Il legame che in alcune circostanze della vita si instaura con i farmaci, soprattutto quelli che si fanno coperta o boa di galleggiamento, può diventare a volte simbiotico, a volte tossico.
Quando in un protocollo terapeutico si introduce la parola magica “al bisogno”, il paziente la trasforma prontamente in un’arma impropria, una sorta di armatura da indossare (per poi farsi possedere) quando il bisogno chiama.
“Qualche goccina al bisogno” e che sarà mai? Peccato che il bisogno abita la terra della soggettività, del bisogno del cuore e del corpo, della notte insonne o del fidanzato estinto, di un dolore che ancora duole, di un figlio che scalpita, di un marito, o una moglie, non desiderante o fedifrago.
“Al bisogno”, così, da preludio a un possibile svezzamento del farmaco, si trasforma in una sorta di autogestione cronica terapeutica.
Lo stesso modus operandi è estendibile ai farmaci pro-erettivi: salva amore e umore.
Viagra e simili imbucati e malcelati in tasche, cruscotti, selle di scooter, cassetti delle calze, per proseguire con pomate dell’amore riposte tra le zucchine e le cipolle nel cassetto più basso del frigorifero.
Per concludere con il drammatico ed errato significato e utilizzo che si dà e fa della pillola del giorno dopo.
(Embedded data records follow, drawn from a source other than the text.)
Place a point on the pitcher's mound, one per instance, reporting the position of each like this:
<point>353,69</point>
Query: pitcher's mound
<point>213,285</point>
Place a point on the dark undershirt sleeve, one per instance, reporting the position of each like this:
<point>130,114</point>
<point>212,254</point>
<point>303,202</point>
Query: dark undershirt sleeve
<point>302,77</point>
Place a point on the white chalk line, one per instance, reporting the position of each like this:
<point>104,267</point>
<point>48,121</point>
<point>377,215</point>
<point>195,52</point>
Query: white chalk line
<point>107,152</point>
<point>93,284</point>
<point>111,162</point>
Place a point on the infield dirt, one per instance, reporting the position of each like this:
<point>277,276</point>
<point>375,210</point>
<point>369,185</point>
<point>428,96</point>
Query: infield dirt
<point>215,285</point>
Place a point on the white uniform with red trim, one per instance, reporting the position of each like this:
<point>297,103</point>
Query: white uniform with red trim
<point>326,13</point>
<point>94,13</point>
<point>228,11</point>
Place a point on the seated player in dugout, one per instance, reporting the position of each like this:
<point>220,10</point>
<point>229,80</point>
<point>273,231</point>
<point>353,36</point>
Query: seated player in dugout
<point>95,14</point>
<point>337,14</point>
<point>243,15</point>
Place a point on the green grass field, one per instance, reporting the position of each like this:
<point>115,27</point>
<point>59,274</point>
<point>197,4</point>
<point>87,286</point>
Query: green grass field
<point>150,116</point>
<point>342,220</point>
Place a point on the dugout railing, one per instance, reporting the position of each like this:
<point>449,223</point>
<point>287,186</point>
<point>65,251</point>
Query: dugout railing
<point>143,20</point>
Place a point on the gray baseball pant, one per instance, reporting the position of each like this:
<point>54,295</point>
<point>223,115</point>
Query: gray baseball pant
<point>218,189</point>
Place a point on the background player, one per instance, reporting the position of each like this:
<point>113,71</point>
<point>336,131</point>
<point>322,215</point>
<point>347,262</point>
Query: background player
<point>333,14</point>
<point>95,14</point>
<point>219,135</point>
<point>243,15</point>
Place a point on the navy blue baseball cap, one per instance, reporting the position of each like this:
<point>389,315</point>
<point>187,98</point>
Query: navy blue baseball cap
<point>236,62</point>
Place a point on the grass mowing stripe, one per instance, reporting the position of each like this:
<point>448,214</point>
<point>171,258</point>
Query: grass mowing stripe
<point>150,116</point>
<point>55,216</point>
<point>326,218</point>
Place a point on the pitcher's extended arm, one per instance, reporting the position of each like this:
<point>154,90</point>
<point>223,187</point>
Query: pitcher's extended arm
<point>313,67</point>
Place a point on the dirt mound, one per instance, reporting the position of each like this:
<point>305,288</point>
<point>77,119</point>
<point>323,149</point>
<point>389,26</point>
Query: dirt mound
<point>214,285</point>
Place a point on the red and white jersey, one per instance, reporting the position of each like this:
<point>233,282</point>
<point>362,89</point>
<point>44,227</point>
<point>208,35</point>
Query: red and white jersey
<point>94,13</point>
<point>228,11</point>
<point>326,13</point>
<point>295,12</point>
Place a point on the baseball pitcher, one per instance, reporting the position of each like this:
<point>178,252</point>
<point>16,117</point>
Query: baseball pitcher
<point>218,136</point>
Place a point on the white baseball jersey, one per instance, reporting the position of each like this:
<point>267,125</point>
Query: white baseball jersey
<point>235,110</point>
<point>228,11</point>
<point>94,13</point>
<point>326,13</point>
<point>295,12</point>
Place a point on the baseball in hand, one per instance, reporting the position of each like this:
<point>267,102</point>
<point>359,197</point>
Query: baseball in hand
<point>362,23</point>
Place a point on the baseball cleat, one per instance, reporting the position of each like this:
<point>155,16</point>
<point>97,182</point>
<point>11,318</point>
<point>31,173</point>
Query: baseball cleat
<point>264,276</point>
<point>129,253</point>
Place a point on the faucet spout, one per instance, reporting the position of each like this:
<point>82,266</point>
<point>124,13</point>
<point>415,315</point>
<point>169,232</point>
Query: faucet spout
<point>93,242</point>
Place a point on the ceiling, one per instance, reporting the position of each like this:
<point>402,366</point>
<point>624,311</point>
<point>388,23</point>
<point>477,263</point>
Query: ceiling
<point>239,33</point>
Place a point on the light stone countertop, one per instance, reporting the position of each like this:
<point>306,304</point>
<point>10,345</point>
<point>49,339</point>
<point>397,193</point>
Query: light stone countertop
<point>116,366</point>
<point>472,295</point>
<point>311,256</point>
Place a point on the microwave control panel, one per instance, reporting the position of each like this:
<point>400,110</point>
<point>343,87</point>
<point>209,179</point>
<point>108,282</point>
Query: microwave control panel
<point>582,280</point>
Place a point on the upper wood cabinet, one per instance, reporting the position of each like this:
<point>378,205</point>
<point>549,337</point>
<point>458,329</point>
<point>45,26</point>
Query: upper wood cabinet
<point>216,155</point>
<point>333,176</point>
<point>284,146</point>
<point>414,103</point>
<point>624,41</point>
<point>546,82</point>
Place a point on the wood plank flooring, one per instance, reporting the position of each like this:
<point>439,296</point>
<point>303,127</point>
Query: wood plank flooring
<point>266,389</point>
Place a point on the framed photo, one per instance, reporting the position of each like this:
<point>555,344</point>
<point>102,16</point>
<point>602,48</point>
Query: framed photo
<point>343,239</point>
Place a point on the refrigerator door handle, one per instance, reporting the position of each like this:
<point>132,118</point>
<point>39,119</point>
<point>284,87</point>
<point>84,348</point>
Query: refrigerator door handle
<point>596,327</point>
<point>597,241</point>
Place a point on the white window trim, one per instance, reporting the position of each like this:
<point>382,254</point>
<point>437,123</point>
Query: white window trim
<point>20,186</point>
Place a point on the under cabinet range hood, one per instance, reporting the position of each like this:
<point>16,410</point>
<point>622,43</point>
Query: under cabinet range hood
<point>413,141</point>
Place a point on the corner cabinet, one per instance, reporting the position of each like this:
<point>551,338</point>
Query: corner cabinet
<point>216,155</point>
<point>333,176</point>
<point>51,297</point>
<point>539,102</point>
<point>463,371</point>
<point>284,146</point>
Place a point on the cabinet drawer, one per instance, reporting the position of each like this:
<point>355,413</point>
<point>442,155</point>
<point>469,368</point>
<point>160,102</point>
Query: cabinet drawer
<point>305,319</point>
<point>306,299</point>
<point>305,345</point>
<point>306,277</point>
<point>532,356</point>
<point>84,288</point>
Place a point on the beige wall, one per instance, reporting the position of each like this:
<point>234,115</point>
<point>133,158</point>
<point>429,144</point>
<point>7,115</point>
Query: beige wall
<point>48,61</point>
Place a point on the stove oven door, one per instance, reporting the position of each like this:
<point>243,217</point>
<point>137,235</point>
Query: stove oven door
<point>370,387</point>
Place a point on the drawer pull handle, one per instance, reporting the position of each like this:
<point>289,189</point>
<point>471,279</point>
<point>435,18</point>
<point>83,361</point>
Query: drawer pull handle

Gina (nome di fantasia) mi dice di avere sempre in tasca la prescrizione della pillola del giorno dopo, così quando ha rapporti occasionali non protetti e il partner di turno non è all’altezza del controllo eiaculatorio, lei la assume.
Mi dice inoltre di cambiare comune di volta in volta per avere sempre nuove prescrizioni, per paura che possano segnalare l’acquisto imprudente ai genitori, essendo appena diciassettenne.
I farmaci non vanno demonizzati, ma utilizzati sotto rigida supervisione medica, e quando si tratta di farmaci che agiscono sulla psiche e sulla sessualità il loro utilizzo va sempre, dicasi sempre, associato a un lavoro ben fatto sulla psiche e sulla sessualità, non soltanto sui suoi sintomi, con una voce guida strettamente correlata al cuore del paziente.